In a joint statement yesterday, the two men said the programme of work needed to get the capital up and running again would be ‘the largest since the end of the Second World War’.
The body will focus on a series of key issues, including infection control, recovery of key public services such as transport and plans varying the level of restrictions.
Mr Jenrick talked up the prospect of getting London moving last night, saying: ‘Through this new Transition Board, we will carefully build on the extensive planning already under way to get life and business in London – the most dynamic capital city in the world – safely back on track.’
Mr Khan was more cautious, saying: ‘The economic, health and social challenges arising from both the virus itself and from the lockdown are far-reaching, and London’s recovery will be a long and complex road that will take many months, if not years.’
Documents released by the Government’s Scientific Advisory Group on Emergencies show ministers considered putting London into lockdown first in March before deciding on a national approach.
But the Government’s road map on easing the lockdown leaves the door open to lifting restrictions in some areas before others.

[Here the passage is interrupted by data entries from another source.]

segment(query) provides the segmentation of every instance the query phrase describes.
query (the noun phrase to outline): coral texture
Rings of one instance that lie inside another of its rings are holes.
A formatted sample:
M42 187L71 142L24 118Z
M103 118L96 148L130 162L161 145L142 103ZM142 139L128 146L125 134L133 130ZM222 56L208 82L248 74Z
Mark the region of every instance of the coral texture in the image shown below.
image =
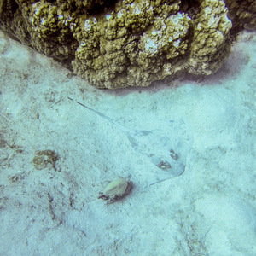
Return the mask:
M214 73L255 1L2 0L0 28L100 88ZM233 22L233 25L232 25Z

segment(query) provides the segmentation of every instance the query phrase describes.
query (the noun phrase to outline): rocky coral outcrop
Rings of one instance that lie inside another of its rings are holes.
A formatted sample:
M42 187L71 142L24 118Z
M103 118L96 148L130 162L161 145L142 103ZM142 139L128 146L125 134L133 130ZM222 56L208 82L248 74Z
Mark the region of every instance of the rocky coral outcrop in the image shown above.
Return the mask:
M214 73L255 16L252 0L0 1L2 30L109 89Z

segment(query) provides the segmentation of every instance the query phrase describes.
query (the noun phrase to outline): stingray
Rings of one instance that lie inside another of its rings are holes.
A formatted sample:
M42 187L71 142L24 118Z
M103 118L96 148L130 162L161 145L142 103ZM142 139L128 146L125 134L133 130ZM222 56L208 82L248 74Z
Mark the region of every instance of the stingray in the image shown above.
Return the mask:
M118 127L125 134L131 146L136 152L145 155L157 168L163 171L161 172L160 177L157 176L157 181L151 183L151 185L180 176L184 172L184 157L182 157L180 153L178 154L173 149L172 144L173 146L174 143L172 142L172 143L170 137L165 135L160 130L146 131L129 129L103 113L70 97L67 98ZM177 132L177 131L175 131ZM180 143L176 144L177 147L181 148Z

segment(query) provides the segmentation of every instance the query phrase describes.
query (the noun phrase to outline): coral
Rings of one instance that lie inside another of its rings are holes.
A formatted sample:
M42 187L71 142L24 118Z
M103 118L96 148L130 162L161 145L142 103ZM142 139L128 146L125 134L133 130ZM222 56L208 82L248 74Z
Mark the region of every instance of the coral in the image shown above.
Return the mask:
M255 13L253 0L3 0L0 28L92 84L114 89L178 72L214 73L230 33L255 29Z

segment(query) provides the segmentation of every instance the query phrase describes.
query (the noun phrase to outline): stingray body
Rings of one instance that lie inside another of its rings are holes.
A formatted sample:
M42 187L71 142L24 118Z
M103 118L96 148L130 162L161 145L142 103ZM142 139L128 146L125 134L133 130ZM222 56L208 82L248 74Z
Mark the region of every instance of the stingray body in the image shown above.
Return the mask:
M156 167L164 171L165 173L162 172L160 177L158 177L154 183L180 176L183 173L185 170L184 158L181 157L180 154L176 153L172 147L170 137L163 134L160 130L131 130L88 106L70 97L68 99L117 126L125 134L134 150L147 156Z

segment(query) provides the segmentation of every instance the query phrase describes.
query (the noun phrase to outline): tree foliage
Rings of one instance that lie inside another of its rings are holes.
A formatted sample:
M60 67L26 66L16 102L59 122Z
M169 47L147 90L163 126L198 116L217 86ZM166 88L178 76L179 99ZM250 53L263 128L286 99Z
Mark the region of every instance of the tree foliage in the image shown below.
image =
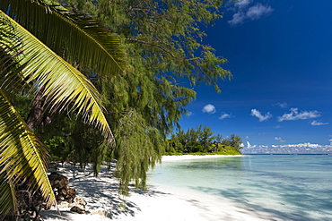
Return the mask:
M240 154L242 140L240 137L232 134L229 139L223 139L221 134L213 135L214 132L210 127L199 125L197 128L190 128L187 132L179 130L172 134L169 140L169 146L166 152L175 153L196 153L196 152L222 152L233 150ZM225 152L231 154L230 151Z
M41 92L43 106L49 105L45 110L74 110L100 130L106 143L113 140L100 94L69 62L80 61L100 72L107 70L105 75L109 71L119 74L126 65L119 40L94 20L80 20L79 15L48 3L0 2L0 217L16 211L14 191L22 182L32 193L39 191L47 205L55 203L46 173L48 152L10 102L13 94ZM64 38L75 47L66 47ZM109 63L100 65L95 57ZM24 114L25 106L22 107Z
M207 83L219 91L218 80L232 78L223 68L227 60L202 43L204 30L222 18L223 1L63 0L62 4L99 19L121 38L128 55L126 72L105 78L94 70L80 70L101 92L117 132L116 147L104 158L118 159L124 189L130 180L144 185L147 168L162 157L167 134L179 126L186 106L195 99L190 87ZM85 149L99 146L98 140L85 143Z

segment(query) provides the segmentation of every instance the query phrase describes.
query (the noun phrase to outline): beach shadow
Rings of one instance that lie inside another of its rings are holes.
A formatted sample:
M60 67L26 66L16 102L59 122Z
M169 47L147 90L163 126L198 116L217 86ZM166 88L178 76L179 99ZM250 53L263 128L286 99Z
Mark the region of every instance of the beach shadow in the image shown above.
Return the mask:
M86 214L101 210L107 217L117 219L122 215L135 217L135 213L141 210L135 203L119 194L119 182L114 177L112 170L109 171L106 166L102 167L97 178L93 177L91 166L84 170L77 169L74 173L73 166L58 166L59 169L57 172L67 176L68 185L76 190L77 197L83 198L86 201ZM129 185L130 192L149 197L166 194L150 188L147 190L136 189L135 185ZM73 215L77 216L72 211L61 211L61 215L59 215L55 210L44 210L41 214L44 218L68 221L74 220Z

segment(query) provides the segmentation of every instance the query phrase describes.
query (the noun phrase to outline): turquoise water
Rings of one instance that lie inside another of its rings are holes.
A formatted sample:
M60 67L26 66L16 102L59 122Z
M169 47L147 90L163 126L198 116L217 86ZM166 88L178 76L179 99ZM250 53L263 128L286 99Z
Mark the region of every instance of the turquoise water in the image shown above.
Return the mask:
M281 220L332 220L332 155L248 155L169 161L148 182L173 192L232 200Z

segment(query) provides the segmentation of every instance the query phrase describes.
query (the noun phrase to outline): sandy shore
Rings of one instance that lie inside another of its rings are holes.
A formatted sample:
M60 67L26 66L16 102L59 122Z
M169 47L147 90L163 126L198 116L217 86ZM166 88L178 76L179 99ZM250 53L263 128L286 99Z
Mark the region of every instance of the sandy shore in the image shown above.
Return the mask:
M218 156L226 157L225 156ZM165 156L162 161L190 158L218 157L217 156ZM69 177L69 185L77 190L77 196L86 202L86 214L55 208L42 212L45 221L92 221L92 220L278 220L268 214L257 213L229 201L214 201L211 199L197 198L192 195L174 194L165 190L135 191L131 187L130 196L118 193L118 182L112 172L103 169L98 178L88 171L73 175L69 166L58 168L59 173Z
M242 155L182 155L182 156L163 156L162 161L186 160L186 159L202 159L217 157L242 157Z

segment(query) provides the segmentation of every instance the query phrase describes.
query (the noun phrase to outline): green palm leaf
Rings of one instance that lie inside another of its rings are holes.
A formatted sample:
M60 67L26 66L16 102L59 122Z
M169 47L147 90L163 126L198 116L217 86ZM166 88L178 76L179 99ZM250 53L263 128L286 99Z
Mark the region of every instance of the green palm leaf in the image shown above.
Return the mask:
M40 190L48 205L56 203L45 169L48 151L0 89L0 213L14 209L13 183L23 177L31 190Z
M80 67L104 75L126 68L126 55L118 36L93 19L43 0L1 0L0 10L8 12L22 27L57 55ZM8 10L10 8L10 10ZM45 13L47 12L47 13Z
M78 112L100 128L106 140L113 141L113 134L103 114L101 97L88 79L0 11L1 18L7 18L10 22L4 23L0 30L6 32L14 27L11 31L20 36L23 43L23 53L18 59L22 65L23 77L29 79L28 82L37 81L37 87L44 89L48 101L53 104L52 109L66 107L73 101ZM4 37L4 40L10 42L11 39Z
M16 210L15 188L7 173L0 173L0 220L1 216Z

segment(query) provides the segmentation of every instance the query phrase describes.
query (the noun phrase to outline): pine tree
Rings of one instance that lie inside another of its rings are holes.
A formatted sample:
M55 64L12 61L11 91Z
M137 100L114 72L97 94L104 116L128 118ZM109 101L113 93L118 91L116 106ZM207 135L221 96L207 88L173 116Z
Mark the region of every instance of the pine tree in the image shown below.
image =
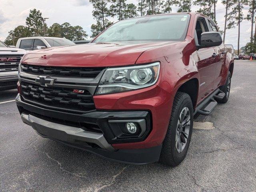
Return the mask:
M177 3L176 0L165 0L162 8L164 13L170 13L172 12L172 6Z
M234 0L222 0L222 3L225 5L226 14L225 14L225 24L224 26L224 32L223 35L223 42L225 42L225 38L226 37L226 32L227 29L227 18L228 12L231 6L234 5Z
M255 14L256 13L256 0L250 0L248 2L250 8L249 9L249 14L247 15L246 19L248 21L251 21L251 43L253 41L253 24Z
M112 0L112 4L110 7L110 10L112 16L117 16L119 20L124 19L124 10L126 8L126 0Z
M108 19L106 19L105 23L106 25L105 27L107 28L113 24L113 22L111 22ZM96 24L94 24L92 25L91 26L91 31L92 31L91 38L94 38L104 30L102 24L102 22L99 21L97 21Z
M92 16L94 19L100 23L100 26L103 30L106 27L108 22L107 18L111 15L110 12L108 8L108 3L110 0L90 0L92 4L94 9L92 12Z
M26 20L26 24L30 30L32 36L40 36L44 34L43 17L40 10L30 10Z
M8 36L4 41L4 43L8 45L15 46L19 38L31 36L29 29L22 25L16 27L8 33Z
M117 16L119 20L133 18L138 15L136 6L133 4L126 4L127 0L112 0L110 7L112 16Z
M234 0L233 3L236 6L232 8L231 11L227 14L227 20L228 21L228 28L235 28L238 27L238 33L237 43L238 54L239 54L239 43L240 42L240 24L244 19L242 10L244 5L248 3L246 0Z
M196 0L194 4L200 6L200 9L198 12L202 13L204 15L213 19L215 21L216 16L214 12L212 12L212 7L215 9L216 0Z
M137 6L137 10L139 12L140 16L143 16L146 14L146 9L148 7L148 2L146 0L138 0L138 4Z
M190 12L191 11L192 2L189 0L177 0L176 5L179 7L177 12Z
M124 11L124 19L133 18L138 16L136 10L136 6L133 3L126 4L126 8Z

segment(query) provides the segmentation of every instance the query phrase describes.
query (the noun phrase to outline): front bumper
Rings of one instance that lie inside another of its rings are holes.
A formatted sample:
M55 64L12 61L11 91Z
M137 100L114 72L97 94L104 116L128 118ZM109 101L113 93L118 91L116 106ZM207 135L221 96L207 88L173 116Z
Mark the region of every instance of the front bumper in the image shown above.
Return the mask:
M98 111L82 114L73 114L42 108L26 103L19 94L16 103L22 121L41 136L95 153L108 159L132 164L144 164L158 160L162 144L143 149L117 149L112 144L143 141L151 131L150 113L147 111ZM46 118L48 118L46 119ZM56 123L63 119L63 123ZM118 138L113 127L118 121L144 120L146 128L143 135L134 138ZM72 125L72 122L82 122L98 125L102 132L88 131ZM70 125L67 124L68 122Z

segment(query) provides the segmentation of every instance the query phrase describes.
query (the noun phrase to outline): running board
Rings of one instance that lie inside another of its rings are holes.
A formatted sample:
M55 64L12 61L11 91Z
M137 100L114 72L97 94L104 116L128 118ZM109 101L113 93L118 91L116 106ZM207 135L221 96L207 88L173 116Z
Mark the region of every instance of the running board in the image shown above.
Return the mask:
M197 113L204 115L209 115L218 104L214 98L222 99L224 96L225 93L220 89L216 90L197 106L194 113L194 115Z

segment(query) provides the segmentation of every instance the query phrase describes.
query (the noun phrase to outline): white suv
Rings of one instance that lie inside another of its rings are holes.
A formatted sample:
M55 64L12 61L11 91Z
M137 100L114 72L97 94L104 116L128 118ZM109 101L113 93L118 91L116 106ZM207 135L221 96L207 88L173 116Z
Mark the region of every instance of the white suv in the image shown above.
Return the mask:
M41 49L51 47L74 45L70 40L64 38L50 37L30 37L20 38L16 44L16 48L27 51Z

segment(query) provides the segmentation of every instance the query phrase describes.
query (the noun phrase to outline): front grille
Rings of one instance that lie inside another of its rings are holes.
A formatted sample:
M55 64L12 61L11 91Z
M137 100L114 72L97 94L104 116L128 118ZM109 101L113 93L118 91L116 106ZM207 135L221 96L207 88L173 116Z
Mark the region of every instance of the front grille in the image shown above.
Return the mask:
M0 55L0 72L17 71L23 55Z
M38 66L22 64L21 68L24 72L34 74L57 75L65 76L80 76L95 78L103 70L103 68L84 68L70 67L53 67Z
M74 93L72 89L44 87L22 81L20 86L24 101L34 105L78 113L95 109L92 96L86 90Z
M12 80L7 81L0 81L0 87L2 86L15 86L17 85L18 80Z

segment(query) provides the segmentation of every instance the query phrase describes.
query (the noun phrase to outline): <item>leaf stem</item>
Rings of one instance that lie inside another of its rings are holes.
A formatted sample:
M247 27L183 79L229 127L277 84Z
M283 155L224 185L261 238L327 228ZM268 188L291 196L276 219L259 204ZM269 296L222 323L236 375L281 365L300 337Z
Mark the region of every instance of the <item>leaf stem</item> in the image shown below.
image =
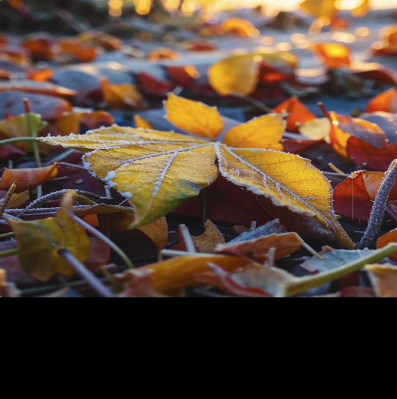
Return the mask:
M386 205L390 196L390 193L397 181L397 160L394 161L386 172L379 191L374 202L372 210L367 229L357 245L358 249L369 247L379 238Z
M102 234L99 230L92 227L91 225L89 225L86 222L80 219L80 218L76 216L74 214L72 214L70 216L76 223L82 226L88 232L97 237L107 245L109 245L123 259L129 269L133 269L133 264L132 262L131 262L127 254L117 244L113 242L112 240L108 238L105 234Z
M392 243L381 249L348 263L342 267L315 276L297 279L295 281L286 284L283 294L280 296L293 296L305 292L309 289L339 280L355 272L358 272L365 266L379 262L396 252L397 252L397 243Z
M104 298L117 298L117 297L97 279L87 268L77 259L67 249L60 249L59 256L63 258L85 281L93 289Z
M32 115L32 106L28 98L24 98L22 100L23 106L25 108L25 122L26 124L26 132L28 136L29 137L37 138L37 132L34 130L32 128L31 117ZM32 145L33 153L34 153L34 158L36 161L36 164L38 168L41 167L41 159L40 158L40 152L39 149L39 143L36 140Z
M30 141L37 141L36 137L13 137L10 139L0 140L0 147L7 144L14 144L17 143L26 143Z
M15 248L14 249L8 249L6 251L3 251L0 252L0 258L6 258L8 256L12 256L14 255L18 255L19 252L19 248Z
M8 205L8 202L12 196L12 194L15 192L15 189L16 188L16 183L14 181L8 189L8 192L5 195L5 197L3 200L1 206L0 206L0 219L3 217L4 211L7 208L7 206Z

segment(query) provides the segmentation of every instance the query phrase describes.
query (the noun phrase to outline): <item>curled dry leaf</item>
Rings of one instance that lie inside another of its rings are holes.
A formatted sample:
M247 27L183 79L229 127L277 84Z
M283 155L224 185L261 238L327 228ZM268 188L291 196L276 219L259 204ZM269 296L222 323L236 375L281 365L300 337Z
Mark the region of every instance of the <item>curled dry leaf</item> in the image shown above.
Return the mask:
M258 37L260 34L252 22L241 18L226 19L222 23L220 28L225 33L231 33L242 37Z
M299 126L299 133L313 140L325 140L327 143L330 143L331 131L331 122L328 118L309 120Z
M19 222L8 220L15 233L19 247L19 262L23 270L42 281L47 281L58 273L67 277L74 271L59 255L59 249L67 248L80 262L85 262L89 255L91 244L84 228L69 216L66 203L56 218ZM34 262L32 262L34 259Z
M348 142L353 137L368 143L377 148L384 148L387 145L385 132L378 126L366 120L352 118L345 115L331 113L332 120L331 139L333 149L343 159L350 161Z
M333 69L350 64L350 51L340 43L318 43L312 48L328 68Z
M219 245L216 252L263 262L267 260L271 248L275 249L274 259L279 259L296 252L301 248L303 242L296 233L272 234L251 241Z
M27 98L35 113L45 120L56 118L65 112L70 112L70 103L63 98L21 91L0 92L0 120L9 115L20 115L25 112L22 101Z
M110 107L125 109L141 106L143 97L134 85L112 84L105 78L102 79L101 82L104 100Z
M371 211L382 181L383 172L359 171L352 173L334 190L334 209L338 215L353 220L369 220ZM397 184L389 201L397 200Z
M284 101L274 109L274 112L287 113L287 130L299 132L302 123L316 120L315 115L297 97L292 97Z
M280 142L285 127L283 119L281 114L255 118L230 129L225 135L223 142L229 147L282 151Z
M263 63L282 72L291 72L298 58L287 52L266 52L232 56L216 62L208 70L212 88L221 96L249 95L255 91Z
M167 292L196 285L198 283L195 276L209 271L209 262L213 262L229 271L236 270L249 263L242 258L203 254L174 258L149 265L140 270L151 271L150 280L154 289L160 292Z
M393 88L374 97L367 104L365 112L397 113L397 89Z
M24 93L54 96L64 98L71 98L77 94L74 90L48 82L37 82L27 79L0 82L0 93L10 91L22 91Z
M214 253L217 245L226 243L225 237L210 220L204 224L204 232L198 237L192 237L200 252Z
M196 279L198 283L248 298L280 296L285 285L295 280L292 275L281 269L258 264L231 273L215 263L208 264L208 267L212 273L198 275Z
M375 252L370 249L348 251L346 249L332 250L328 247L323 248L321 255L324 258L320 259L316 257L302 263L301 266L311 273L318 273L333 270L358 260Z
M397 298L397 267L392 265L365 267L379 298Z
M154 289L148 270L128 270L121 278L124 282L124 290L121 298L167 298Z
M165 118L185 131L214 140L223 130L223 121L216 107L170 93L164 108Z
M56 177L58 173L57 163L44 168L32 169L8 169L4 168L0 180L0 190L6 190L15 182L18 192L34 188L50 179Z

ALMOST ONE IN FIVE PEOPLE IN LONDON HAVE ALREADY HAD THE CORONAVIRUS
Almost one in five people in London – 17 per cent – have already had the coronavirus, according to surveillance testing, meaning that around 1.53million people have been infected with the virus and recovered.
Health Secretary Matt Hancock announced testing for antibodies among a sample of the population has given the government the first indications of how many people have caught the disease already.
Meanwhile the rate across the rest of the UK appeared to be around five per cent, he said, which would equal 2.85million people.
This suggests that the death rate in London is considerably lower – around 0.62 per cent – than it is in the rest of the UK around it, where it appears to be closer to 1.39 per cent.
One expert suggested this could be because the average age of people in London is younger and COVID-19 is known to be more deadly for the elderly. And they claimed the price of land may mean there are fewer care homes, which have been ravaged by the coronavirus since the crisis began to spiral out of control in March.
The data is based on 1,000 tests done in late April and early May by Public Health England as part of its ongoing surveillance survey.